In his case, deep doubts persist about whether he is a President--strong, stable, and capable--or an amiable kid.
In her case, the situation is more poisonous. Hillary Rodham Clinton has become, for reasons not all of her own making, a dramatically polarizing public figure. She has many admirers. But her enemies are bitter. One measure of this is the gleeful snickering you hear around Washington as it becomes clearer that she, rather than her husband, played the major role in the couple's relationship with Madison Guaranty.
These are the sorts of people who lie in wait. So perhaps it is not so surprising that in the Whitewater matter, a modest tendril of scandal smoke quickly turned into the monster blaze that ate Oakland.
Still, the rapid development of this scandal tells as much about our system of political communication as it does about the Clintons. We simply do not need much fuel any more to get ourselves going. With just a small piece of encouragement, we are capable of attaining critical mass and becoming self-sustaining in our production of scandal energy.
For the moment, Clinton has pulled the rods out of the reactor. His acceptance of a special prosecutor has heartened his own party. It gives his people another justification for not making the Whitewater documents more public. The special prosecutor's scope and reporting requirements are not clear and may be subject to negotiation. The investigation will drive the case underground for some period of time.

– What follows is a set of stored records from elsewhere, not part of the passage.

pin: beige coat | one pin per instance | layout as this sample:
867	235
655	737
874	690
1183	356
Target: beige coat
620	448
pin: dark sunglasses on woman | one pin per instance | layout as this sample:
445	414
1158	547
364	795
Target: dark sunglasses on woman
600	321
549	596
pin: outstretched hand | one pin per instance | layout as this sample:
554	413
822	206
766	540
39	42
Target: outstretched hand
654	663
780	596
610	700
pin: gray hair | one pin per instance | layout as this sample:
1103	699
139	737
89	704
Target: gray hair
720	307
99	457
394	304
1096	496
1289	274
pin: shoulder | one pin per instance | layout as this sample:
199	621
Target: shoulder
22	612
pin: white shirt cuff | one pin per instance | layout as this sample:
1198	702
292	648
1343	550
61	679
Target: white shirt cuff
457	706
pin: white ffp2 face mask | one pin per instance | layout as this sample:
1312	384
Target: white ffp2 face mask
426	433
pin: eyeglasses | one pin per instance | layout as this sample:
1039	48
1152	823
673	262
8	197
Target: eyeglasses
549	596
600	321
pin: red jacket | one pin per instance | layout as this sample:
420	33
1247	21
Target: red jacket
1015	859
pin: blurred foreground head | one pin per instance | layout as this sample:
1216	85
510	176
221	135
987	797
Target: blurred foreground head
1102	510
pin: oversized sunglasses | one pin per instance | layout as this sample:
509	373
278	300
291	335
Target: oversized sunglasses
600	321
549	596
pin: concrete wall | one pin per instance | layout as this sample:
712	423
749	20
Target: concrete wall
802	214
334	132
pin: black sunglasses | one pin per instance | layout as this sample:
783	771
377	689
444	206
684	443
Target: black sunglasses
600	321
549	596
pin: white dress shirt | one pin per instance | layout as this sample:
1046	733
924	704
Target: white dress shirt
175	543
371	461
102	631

But the President's reprieve can only be contingent and temporary. Rep. Jim Leach ((R-Iowa), who has been pursuing the Madison matter, is fighting with the Office of Thrift Supervision about access to that agency's documents. At the Office of Professional Responsibility, the investigation into Foster's death is, as they say, widening. The Federal Deposit Insurance Corp. is investigating Hillary Clinton's law firm to see whether she and her colleagues misled regulators.
Washington has never given a clearer demonstration of the fact that it is an exceedingly dangerous place.